Cscan Help

What does Cscan do?
Input (Gene set analysis - left panel)
Submitting gene sets
Output
Exploring the output
The hitmaps
Reading p-values
Data browsing (right panel)
Resetting the interface
Analysis examples

Cscan is a web server that includes a large collection of genome-wide ChIP-Seq experiments performed on transcription factors, histone modifications, RNA polymerases, and others. Enriched peak regions from the ChIP-Seq experiments are crossed with the genomic coordinates of a set of input genes, in order to identify which of the experiments have a significant high or low number of peaks within the input genes' loci.
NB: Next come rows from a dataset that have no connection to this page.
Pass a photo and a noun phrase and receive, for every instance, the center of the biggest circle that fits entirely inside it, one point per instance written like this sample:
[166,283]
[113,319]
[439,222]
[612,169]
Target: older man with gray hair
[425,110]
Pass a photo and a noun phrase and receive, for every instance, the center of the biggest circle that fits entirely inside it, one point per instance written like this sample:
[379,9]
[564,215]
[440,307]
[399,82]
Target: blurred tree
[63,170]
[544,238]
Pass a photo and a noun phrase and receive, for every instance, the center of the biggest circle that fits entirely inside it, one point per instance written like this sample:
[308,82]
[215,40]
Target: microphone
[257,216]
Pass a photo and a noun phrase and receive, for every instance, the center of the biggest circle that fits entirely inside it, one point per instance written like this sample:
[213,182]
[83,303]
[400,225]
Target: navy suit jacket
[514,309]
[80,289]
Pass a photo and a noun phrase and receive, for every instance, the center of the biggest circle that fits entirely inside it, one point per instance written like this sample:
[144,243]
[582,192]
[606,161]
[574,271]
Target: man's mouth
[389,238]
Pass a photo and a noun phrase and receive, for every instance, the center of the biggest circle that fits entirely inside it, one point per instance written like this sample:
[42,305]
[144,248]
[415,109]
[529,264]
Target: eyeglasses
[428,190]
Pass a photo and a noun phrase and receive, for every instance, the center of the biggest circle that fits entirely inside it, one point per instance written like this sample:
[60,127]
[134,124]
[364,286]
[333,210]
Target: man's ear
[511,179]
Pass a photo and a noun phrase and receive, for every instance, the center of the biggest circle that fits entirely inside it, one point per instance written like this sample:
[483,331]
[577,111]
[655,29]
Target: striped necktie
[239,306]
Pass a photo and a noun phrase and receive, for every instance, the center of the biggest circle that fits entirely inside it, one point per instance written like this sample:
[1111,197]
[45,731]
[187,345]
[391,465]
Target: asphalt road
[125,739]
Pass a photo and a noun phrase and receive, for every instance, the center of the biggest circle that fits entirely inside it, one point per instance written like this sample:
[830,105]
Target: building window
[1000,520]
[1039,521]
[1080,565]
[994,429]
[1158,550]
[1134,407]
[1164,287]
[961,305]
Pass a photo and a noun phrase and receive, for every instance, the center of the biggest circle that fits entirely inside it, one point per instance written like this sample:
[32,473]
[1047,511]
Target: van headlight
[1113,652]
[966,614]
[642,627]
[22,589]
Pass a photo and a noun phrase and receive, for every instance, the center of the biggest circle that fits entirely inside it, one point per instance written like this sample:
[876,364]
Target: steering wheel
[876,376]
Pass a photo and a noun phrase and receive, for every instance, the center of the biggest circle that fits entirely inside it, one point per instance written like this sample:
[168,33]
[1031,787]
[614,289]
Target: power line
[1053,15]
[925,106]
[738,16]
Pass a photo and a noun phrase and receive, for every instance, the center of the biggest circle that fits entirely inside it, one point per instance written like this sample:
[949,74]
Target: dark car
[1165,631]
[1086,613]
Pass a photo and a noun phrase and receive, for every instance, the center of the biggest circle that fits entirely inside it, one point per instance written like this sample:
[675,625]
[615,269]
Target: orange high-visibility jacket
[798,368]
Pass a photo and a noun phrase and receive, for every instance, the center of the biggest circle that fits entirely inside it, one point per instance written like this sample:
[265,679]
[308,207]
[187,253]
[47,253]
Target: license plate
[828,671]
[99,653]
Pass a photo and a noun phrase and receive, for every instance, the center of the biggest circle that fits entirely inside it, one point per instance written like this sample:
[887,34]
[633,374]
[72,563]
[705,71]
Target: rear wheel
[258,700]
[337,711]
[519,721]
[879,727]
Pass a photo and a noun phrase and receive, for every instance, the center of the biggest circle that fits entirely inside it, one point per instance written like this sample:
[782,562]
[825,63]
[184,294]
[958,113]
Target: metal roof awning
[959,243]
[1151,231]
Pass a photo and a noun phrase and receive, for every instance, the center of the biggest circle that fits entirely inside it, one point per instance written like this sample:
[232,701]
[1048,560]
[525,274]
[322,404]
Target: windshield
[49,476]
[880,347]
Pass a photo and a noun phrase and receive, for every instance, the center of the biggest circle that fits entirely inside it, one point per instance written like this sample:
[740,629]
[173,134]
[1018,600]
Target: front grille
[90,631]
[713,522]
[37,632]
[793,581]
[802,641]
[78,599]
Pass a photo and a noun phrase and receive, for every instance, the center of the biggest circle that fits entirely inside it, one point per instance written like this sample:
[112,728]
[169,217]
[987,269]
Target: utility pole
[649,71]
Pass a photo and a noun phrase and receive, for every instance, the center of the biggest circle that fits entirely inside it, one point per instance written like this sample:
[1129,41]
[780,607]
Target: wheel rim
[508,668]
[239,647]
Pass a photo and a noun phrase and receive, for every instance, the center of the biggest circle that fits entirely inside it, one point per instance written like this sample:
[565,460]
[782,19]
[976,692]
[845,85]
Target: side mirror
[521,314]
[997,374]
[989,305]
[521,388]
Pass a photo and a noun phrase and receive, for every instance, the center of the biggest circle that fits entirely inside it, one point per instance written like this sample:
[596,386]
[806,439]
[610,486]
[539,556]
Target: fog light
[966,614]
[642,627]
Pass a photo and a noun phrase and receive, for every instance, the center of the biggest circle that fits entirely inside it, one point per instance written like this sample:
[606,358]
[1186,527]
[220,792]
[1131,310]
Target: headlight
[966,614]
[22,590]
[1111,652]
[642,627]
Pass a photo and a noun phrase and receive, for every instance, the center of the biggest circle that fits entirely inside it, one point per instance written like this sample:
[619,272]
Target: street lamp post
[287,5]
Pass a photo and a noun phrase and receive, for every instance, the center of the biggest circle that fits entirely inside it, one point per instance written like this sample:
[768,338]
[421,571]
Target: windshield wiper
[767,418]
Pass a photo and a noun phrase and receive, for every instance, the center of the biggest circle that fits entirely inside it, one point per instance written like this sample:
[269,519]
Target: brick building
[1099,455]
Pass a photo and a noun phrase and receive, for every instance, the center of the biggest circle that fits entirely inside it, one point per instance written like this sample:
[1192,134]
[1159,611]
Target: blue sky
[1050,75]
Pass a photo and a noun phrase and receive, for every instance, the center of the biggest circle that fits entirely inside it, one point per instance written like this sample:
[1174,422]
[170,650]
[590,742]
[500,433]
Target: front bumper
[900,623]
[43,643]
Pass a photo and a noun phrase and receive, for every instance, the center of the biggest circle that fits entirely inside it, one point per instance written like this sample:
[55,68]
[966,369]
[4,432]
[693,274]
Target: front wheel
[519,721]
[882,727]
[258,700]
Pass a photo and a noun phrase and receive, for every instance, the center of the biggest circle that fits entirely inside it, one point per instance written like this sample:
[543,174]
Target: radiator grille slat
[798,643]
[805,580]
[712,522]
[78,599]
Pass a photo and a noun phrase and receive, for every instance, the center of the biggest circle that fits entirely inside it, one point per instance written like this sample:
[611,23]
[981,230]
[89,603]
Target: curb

The input genes can be a cluster of co-expressed genes, or any other set of genes sharing a common regulatory profile. In this way, you can single out which transcription factors are likely to be common regulators of the genes, and their respective correlations. Also, by examining results on promoter activation, transcription, histone modifications, polymerase binding, and so on, you can obtain information on the effect of the transcription factors (activation or repression) as well as of the cell or tissue specificity of the genes' regulation and expression.

You can submit a list of gene/transcript IDs for the analysis using the left-hand column of the interface, (see Input (Gene set analysis - left panel)) or browse the collection of ChIP-Seq data available using the right-hand one (see Data browsing (right panel)).

Input (Gene set analysis - left panel)

Submit a list of RefSeq or Ensembl transcript identifiers either by pasting the list in the text box (1a) or by uploading a text file with the list of the identifieris (1b). Then (step 2) you can specify the source organism, as well as the region you want to be analyzed with respect to the annotated transcription start site. Tr.Reg. stands for "Transcribed Region". In case you have a list with other descriptors (official gene name, Affy id, etc.) you can use this tool for a quick conversion. Also, you can select a specific cell line to restricting your results to ChIP-Seq experiments carried out on that chosen cell line only.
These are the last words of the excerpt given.